In the typical application of weights in a neural network, a weighting value is sequentially applied until an acceptable matching value is realized.
For example: A weighting value is iterated from zero (0) to twenty (20) with the optimal match being achieved at a weighting value of fourteen (14) when applied.
This equates to a minimum of fifteen (15) processing cycles through the associated network and node to achieve the optimal match.
Bisecting the weighting range (lower & higher) in search of the optimal match would take four (4) processing cycles through the associated node to determine the same optimal match value of fourteen (14) – which reduces the compute time by an astounding seventy-two (72%) percent savings! The query response is delivered in approximately one-quarter (28%)of the time. The significance of this performance improvement is further realized when the expense of upgrading hardware to increase throughput is considered.

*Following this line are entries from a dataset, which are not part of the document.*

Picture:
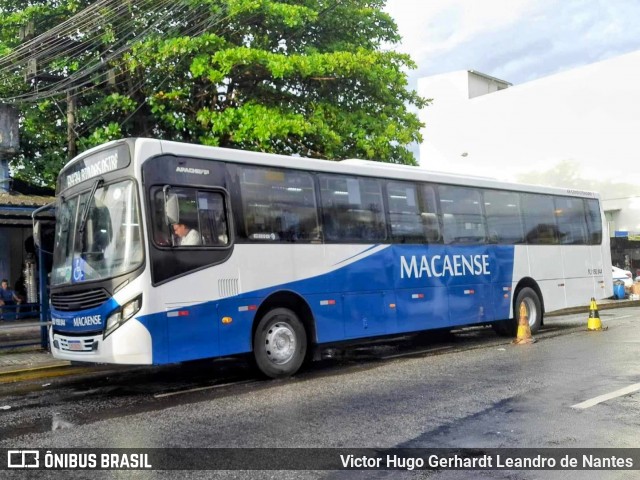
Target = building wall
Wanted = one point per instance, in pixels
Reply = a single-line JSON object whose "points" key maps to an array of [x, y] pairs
{"points": [[12, 252], [587, 116]]}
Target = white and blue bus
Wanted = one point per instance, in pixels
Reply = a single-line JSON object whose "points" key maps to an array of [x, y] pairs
{"points": [[292, 253]]}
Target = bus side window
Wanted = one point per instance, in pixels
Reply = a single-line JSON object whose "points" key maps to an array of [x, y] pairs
{"points": [[504, 221], [570, 215], [352, 209], [462, 213], [594, 222], [429, 215], [279, 205], [539, 219], [406, 223], [212, 219]]}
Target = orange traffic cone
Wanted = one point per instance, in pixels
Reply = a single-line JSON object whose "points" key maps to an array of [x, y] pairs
{"points": [[524, 331], [594, 324]]}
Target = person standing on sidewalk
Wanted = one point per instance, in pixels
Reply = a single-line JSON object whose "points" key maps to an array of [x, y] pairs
{"points": [[7, 297]]}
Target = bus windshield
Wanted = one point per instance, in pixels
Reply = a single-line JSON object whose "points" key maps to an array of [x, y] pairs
{"points": [[97, 234]]}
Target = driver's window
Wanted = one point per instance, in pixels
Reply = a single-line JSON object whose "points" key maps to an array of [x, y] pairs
{"points": [[201, 218]]}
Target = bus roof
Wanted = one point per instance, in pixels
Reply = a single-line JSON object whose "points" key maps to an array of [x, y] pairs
{"points": [[146, 148]]}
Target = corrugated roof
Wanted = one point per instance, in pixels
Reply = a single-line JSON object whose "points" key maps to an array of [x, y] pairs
{"points": [[21, 200]]}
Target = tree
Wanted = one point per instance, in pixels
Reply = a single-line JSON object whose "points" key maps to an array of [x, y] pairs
{"points": [[317, 78]]}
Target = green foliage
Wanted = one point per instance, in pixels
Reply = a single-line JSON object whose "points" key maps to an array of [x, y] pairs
{"points": [[310, 77]]}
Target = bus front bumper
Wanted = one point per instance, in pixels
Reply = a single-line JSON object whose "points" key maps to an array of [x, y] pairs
{"points": [[130, 344]]}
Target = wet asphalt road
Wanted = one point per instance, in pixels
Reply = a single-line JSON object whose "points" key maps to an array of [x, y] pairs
{"points": [[468, 390]]}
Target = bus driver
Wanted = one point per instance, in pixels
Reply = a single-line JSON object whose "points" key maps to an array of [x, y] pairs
{"points": [[186, 236]]}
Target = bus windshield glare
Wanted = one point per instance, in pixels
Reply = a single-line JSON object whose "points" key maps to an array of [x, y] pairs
{"points": [[97, 234]]}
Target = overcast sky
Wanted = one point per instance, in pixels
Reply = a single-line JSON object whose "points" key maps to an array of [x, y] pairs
{"points": [[514, 40]]}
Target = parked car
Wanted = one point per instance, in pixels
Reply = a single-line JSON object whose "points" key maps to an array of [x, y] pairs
{"points": [[624, 276]]}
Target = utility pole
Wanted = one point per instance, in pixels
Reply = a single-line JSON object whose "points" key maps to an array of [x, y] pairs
{"points": [[71, 122]]}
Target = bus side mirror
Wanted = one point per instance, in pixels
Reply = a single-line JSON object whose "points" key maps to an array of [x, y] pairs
{"points": [[171, 208]]}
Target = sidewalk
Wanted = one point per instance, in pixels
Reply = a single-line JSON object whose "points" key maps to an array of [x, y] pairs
{"points": [[30, 361]]}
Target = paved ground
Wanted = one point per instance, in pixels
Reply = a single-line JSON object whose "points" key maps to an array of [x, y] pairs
{"points": [[33, 358]]}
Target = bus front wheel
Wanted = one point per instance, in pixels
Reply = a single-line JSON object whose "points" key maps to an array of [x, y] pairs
{"points": [[279, 343]]}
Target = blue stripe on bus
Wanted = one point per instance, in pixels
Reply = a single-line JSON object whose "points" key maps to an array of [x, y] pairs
{"points": [[400, 288], [472, 286]]}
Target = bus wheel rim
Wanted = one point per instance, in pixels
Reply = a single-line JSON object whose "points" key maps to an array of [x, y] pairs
{"points": [[280, 343]]}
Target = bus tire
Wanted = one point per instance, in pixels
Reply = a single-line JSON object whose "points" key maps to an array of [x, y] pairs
{"points": [[279, 343], [528, 296]]}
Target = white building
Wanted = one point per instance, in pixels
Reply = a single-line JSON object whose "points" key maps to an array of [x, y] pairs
{"points": [[578, 128]]}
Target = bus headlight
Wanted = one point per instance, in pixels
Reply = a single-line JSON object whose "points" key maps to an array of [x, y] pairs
{"points": [[123, 314]]}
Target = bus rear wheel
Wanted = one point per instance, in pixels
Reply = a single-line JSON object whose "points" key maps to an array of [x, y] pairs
{"points": [[279, 343], [533, 308]]}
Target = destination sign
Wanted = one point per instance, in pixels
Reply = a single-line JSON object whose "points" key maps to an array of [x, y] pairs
{"points": [[94, 166]]}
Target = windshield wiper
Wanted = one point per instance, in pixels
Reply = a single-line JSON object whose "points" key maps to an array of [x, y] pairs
{"points": [[87, 206]]}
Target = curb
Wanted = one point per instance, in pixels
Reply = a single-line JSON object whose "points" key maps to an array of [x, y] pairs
{"points": [[9, 371], [601, 306]]}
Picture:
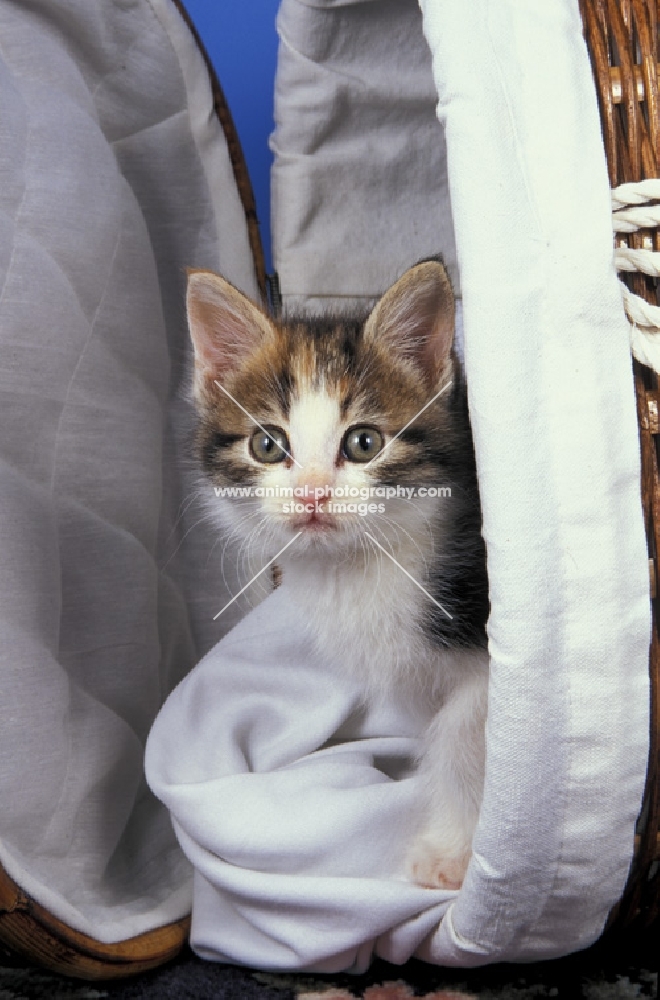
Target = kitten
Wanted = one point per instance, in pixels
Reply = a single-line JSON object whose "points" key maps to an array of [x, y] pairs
{"points": [[396, 588]]}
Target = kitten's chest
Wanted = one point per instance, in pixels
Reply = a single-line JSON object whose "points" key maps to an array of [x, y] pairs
{"points": [[369, 617]]}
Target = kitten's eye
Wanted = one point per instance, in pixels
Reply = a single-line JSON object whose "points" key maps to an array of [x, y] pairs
{"points": [[361, 444], [269, 445]]}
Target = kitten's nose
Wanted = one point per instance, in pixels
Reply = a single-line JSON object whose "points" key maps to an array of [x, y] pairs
{"points": [[316, 485]]}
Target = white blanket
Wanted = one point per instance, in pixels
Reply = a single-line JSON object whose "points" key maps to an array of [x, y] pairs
{"points": [[114, 176], [290, 803]]}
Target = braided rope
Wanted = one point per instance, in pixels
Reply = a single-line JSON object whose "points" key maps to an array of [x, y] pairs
{"points": [[630, 212]]}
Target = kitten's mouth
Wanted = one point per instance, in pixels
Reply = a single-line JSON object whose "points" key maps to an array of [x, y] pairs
{"points": [[314, 521]]}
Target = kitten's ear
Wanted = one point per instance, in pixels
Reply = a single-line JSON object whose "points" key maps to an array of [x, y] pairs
{"points": [[225, 326], [415, 318]]}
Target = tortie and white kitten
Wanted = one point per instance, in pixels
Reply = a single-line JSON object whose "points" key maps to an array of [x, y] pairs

It is important to note, the XCaliber Networks implementation of the Artificial Neural Network (ANN) extends the technology and provides for multiple sets of weights (Weight Sets) which can be dynamically indexed and applied. This works well when Output Exceptions are raised triggering a Backward Propagation to adjust the weights and re-run the network. This backward propagation and re-adjustment is typically repeated until a desired output is determined. Generally, a Weight Set consists of values that are not necessarily adjacent to one another and have ‘”learned values” which were stored after successfully producing matches in similar query constructs and scenarios. Likewise, the Bias Values are organized as an indexed set of biases which can be dynamically selected, assigned and applied.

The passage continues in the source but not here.